Мальчишек всегда забирали с праздника. Но никогда – в разгар, с начала. Это удивило и встревожило Алатая: рассказывали ему, что накануне большой войны со Степью Кам увел мальчиков на посвящение еще голодной весной. Вдруг и теперь Кам знал что-то, что ждало их, ради чего стоило так спешить? И все, видно, были растревожены этим.
– Очумел, старый? – голосили вокруг мамки. – День попутал? Дай детям доиграть!
– Те, курица! – ворчливо отвечал на это Кам. – Все хочешь видеть ребенка на юбке. У этих свои дети уже в род просятся!
Мальчишки согнулись в три погибели от натужного смеха, а возмущенная, вся красная мамка даже кинула в Кама какой-то тряпкой, но не попала.
– Праздник пришел нам портить, плешивая ты собака! – кричала другая. – Ирмей! Ирмей, сейчас же назад! Что ты там стоишь, тебе в лес рано! Мы и не думали о таком…
– Духи за тебя думают, – отвечал Кам. – Гордилась бы, что рано сын станет воином. А праздник тебе только праздник, с подругами языком чесать. Те, что и говорить. Поговорили. Хватит тайге корму. Остальные идите. Ты только, журавль, сюда шагай. Да, ты, чужеземец.
Кам тыкал своей клюкой выше Алатаева плеча, и тот, обернувшись, увидел окаменевшее, белое лицо Эвмея.
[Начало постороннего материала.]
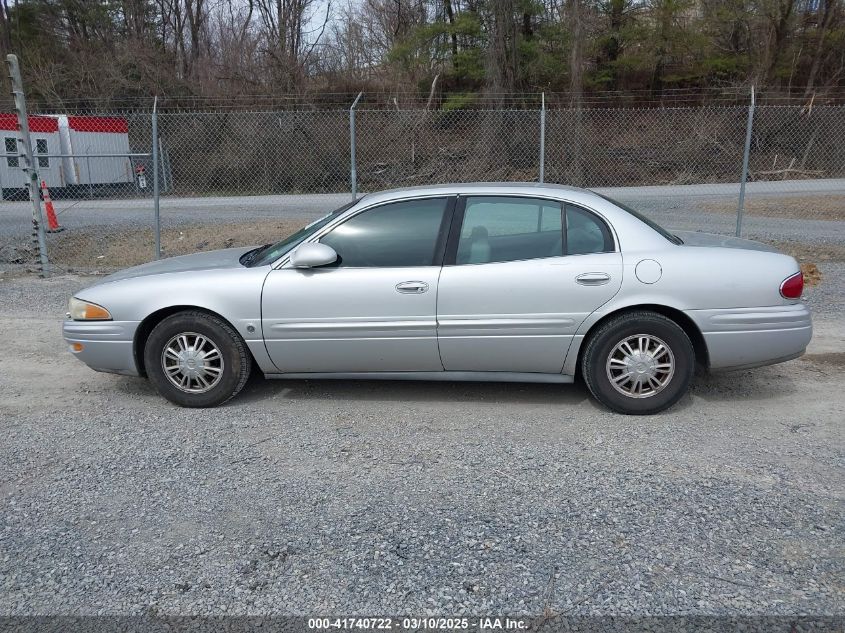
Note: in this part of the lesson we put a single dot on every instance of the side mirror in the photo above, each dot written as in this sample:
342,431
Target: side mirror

– Он не решил еще… – попытался было вступиться за него Алатай как мамки, но Кам перебил его:
– Молчи, трясогузка! Или все хочешь, чтобы ходил он без имени, открытый духам как брошенный дом? Хороша же твоя о брате забота! – И тяжелая клюка больно опустилась Алатаю на плечо.
От удара с ним что-то случилось, зрение вдруг изменило ему, и он увидел больше, чем видел обычно: увидел он собственного ээ у себя на плече и людей всех тоже с их чудными духами, они были рядом или почти сливались, накладывались на людей, а сами были прозрачны как вода, и было видно, что человек неуловимо схож со своим ээ и внешне, и в сути, и это было так странно, что Алатай забыл обо всем, только с изумлением озирался. А потом он увидел Эвмея, и тот был пустым, неприятно пустым, с глубокой щелью в груди, где смерть оставила рану. Мальчики до посвящения были круглые и целые, точно обструганные деревяшки, а подростки, готовые принять имя, показались ему треснувшими на солнце камнями, и не было никакого сомнения, что им пора уходить в тайгу. Но чуднее всех был сам Кам – сонм духов толпился за ним, их было так много, что Алатай боялся туда смотреть, а самого Кама было два: через мужское лицо проступало женское, и Алатай узнал его – это с ней он вопрошал осенью духов о лэмо.